Indeed, since the spill began, the oil moved inexorably across the sound, catching along the notched coasts and islands that were perfect traps. Held in these bowls, oil splattered on rocks and settled in pools, clinging to all it touched.
"When I saw it off Knight Island this morning, I just started to cry," our rugged pilot admitted without shame.
Tracking the oil was like watching a vile rodent moving across a room, for these waters, these beaches, these secluded pristine bays - perhaps more than the houses in which they live - are home to the people of the sound.
All cleanup costs, including those of the fishermen, were being paid by the Exxon Corp. Company officials declined to speculate on the extent of those costs, but they will surely amount to millions of dollars. And, as part of accepting responsibility, Exxon also promised to compensate all damages incurred by the fishing industry. It could amount to an indefinite subsidy of the entire fishing economy, since the spill could affect profits well into the future.
Meanwhile though, in spawning disaster, the spill has also brought forth untapped human heroism and strength.
While many fought the oil itself, others rescued animals. At the local community college, workers showered down oil-soaked, terrified otters on makeshift bath tables constructed of hand-hammered wood and wire mesh. Using simple dish detergent, they rinsed the otters, which were brought to them on boat and plane by game officers, cleanup workers, anyone with the means.
Water hoses ran like spaghetti along the floor, and still there weren't enough water lines. A rescue worker carefully fed a white mound of snow to an exhausted otter as it waited to be washed. The once-sleek animal, now matted and black as coal, licked at the snow. Jeremy Fitzgibbon, a specialist in marine mammals from the Vancouver Aquarium, walked in orange waders among a half-dozen animals and told our team he'd be happy if they can save "maybe 10 percent" of the animals they clean.
How many otters, seabirds, seals - not to mention humpback whales returning north from their annual migrations - will be killed or damaged by the oil spill? How many salmon, herring and other fish? No one can know yet.
Before the spill, Prince William Sound showed the world as it once was, earth and ocean before they knew a fouling hand. But the wrecked Exxon Valdez, a mere toothpick in the vastness of the sound, vanquished that innocence.
And, while heroines and heroes do sleepless battle with the oil, the questions for us all remain: how to deal with the prospects of another such catastrophe; how to confront the environmental risks our industrialization has created; how to determine not just whether the risks are manageable, but whether they are worthwhile.
"Suppose the spill had been twice as big?" one disheartened local woman asked Alaska's governor at a press conference. "I don't know," Gov. Steve Cowper replied. No one does.
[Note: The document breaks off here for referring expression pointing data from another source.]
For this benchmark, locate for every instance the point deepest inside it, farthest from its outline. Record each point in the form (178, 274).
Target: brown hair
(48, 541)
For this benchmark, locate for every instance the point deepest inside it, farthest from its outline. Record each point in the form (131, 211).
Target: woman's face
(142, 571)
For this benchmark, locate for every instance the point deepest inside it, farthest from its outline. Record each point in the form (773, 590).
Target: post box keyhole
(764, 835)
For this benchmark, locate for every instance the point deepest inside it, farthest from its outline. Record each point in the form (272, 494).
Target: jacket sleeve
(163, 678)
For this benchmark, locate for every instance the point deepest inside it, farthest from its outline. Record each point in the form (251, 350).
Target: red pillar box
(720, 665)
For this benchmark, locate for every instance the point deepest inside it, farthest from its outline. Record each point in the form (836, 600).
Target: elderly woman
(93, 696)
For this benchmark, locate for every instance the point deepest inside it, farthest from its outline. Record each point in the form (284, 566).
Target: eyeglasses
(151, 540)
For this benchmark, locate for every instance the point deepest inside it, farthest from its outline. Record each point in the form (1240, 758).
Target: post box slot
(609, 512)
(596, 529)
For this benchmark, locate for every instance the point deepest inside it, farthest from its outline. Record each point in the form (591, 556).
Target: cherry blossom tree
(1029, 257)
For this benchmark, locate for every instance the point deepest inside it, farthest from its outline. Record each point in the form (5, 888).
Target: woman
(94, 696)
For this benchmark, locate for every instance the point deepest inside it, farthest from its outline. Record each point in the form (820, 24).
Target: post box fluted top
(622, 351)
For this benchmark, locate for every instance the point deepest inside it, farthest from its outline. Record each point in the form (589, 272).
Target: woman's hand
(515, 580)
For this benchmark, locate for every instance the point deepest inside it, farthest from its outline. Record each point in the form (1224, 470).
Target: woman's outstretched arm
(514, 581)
But the message of Valdez is all too clear. This tragic spill cannot be measured only by statistics and carefully worded press releases. The disaster of Prince William Sound must also be measured by the small but indelible tears that escaped all who heard about or saw the oil's relentless progress hour after hour.
"I can't talk about it anymore," Buller told us. "It is too much to think of right now. This is the place that is written in my heart."